Now that the trade wars are behind us, assets which were serving as safe havens have been turned on their head. Silver and gold are both down again this morning, with gold losing about $250 per ounce over the course of just the past week.

More importantly, Treasury Bonds continue to be in a free-fall, which in turn means that interest rates are just cranking higher.

The thing is, Jerome Powell is VASTLY more interested in the bond markets than he is, saying, what Carvana and Grindr price quotes are. With the President screeching about “Too Late” Powell, and demanding lower interest rates so that the economy can have “rocket boosters” put on it, the fact is that rate cuts aren’t going to happen.
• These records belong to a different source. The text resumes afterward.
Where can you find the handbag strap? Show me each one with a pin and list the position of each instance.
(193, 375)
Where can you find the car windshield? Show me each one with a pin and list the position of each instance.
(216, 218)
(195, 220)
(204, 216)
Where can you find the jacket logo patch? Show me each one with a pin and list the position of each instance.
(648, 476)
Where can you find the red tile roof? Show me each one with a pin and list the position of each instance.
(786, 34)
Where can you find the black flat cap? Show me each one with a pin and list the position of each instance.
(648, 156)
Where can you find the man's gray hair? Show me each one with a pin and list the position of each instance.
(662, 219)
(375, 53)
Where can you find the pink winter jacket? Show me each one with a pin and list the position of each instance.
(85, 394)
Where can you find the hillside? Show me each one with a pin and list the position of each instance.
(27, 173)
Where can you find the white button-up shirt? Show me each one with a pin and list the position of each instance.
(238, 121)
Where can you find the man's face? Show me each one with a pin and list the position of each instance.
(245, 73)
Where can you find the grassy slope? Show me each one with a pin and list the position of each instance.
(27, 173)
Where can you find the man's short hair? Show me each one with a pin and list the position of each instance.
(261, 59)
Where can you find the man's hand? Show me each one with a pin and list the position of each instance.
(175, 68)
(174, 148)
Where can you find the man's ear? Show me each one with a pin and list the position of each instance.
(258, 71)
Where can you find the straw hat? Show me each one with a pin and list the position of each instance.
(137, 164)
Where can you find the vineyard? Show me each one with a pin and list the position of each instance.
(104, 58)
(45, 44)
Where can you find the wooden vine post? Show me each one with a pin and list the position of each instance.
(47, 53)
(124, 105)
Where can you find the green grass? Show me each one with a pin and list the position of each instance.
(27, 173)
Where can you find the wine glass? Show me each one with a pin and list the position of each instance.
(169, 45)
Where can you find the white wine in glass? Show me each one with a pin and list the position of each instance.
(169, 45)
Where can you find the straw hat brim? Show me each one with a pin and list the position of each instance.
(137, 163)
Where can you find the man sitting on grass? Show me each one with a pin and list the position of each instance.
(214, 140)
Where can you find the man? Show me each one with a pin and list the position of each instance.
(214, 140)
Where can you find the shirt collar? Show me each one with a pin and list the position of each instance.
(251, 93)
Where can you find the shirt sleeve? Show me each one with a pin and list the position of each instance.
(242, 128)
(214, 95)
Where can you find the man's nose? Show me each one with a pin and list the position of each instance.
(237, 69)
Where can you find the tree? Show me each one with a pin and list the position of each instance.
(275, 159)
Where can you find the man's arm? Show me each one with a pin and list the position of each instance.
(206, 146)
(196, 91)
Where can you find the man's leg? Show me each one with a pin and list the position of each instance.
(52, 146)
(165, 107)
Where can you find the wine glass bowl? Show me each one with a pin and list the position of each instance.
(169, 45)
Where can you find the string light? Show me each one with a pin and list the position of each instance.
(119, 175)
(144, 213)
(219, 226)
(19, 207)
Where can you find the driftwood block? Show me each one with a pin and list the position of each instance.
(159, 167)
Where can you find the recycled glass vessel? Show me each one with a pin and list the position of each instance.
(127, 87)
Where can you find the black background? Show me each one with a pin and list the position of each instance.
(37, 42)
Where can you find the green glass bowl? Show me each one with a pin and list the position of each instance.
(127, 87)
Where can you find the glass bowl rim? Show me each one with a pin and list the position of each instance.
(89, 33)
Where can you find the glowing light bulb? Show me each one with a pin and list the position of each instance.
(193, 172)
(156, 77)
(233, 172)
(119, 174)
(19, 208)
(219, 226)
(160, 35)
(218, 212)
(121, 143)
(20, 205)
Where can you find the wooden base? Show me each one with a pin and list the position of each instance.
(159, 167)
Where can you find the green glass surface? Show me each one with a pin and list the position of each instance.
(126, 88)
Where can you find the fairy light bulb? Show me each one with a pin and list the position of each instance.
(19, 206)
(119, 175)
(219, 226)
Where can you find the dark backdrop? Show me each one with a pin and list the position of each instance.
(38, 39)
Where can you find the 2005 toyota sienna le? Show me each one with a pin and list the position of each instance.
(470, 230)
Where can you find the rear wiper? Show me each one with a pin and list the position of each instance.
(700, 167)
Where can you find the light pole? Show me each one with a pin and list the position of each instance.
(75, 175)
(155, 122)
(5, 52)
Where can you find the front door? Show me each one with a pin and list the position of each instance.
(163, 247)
It flies directly in the face of what the market is doing, political desires be damned.
I return, as always, to our multi-decade ratio chart of worldwide equity markets divided by gold. The story is as plain as day: long-term, be bearish equities and bullish gold. This recent skyrocketing of stocks and punching-down of gold will be reversed in due time, and big-time.

In the meantime, the last bastion of Fibonacci compliance is our friend the small cap futures, /RTY, which hit a pitch-perfect level of support on April 7th and appears to be gasping its last just below the level two levels higher.

With the risible trade war nonsense behind us, as well as the CPI, I am more comfortable getting aggressive. I am presently at 15 positions and 80% commitment, but I shall now turn my attention to cranking both of those numbers higher. Good luck out there!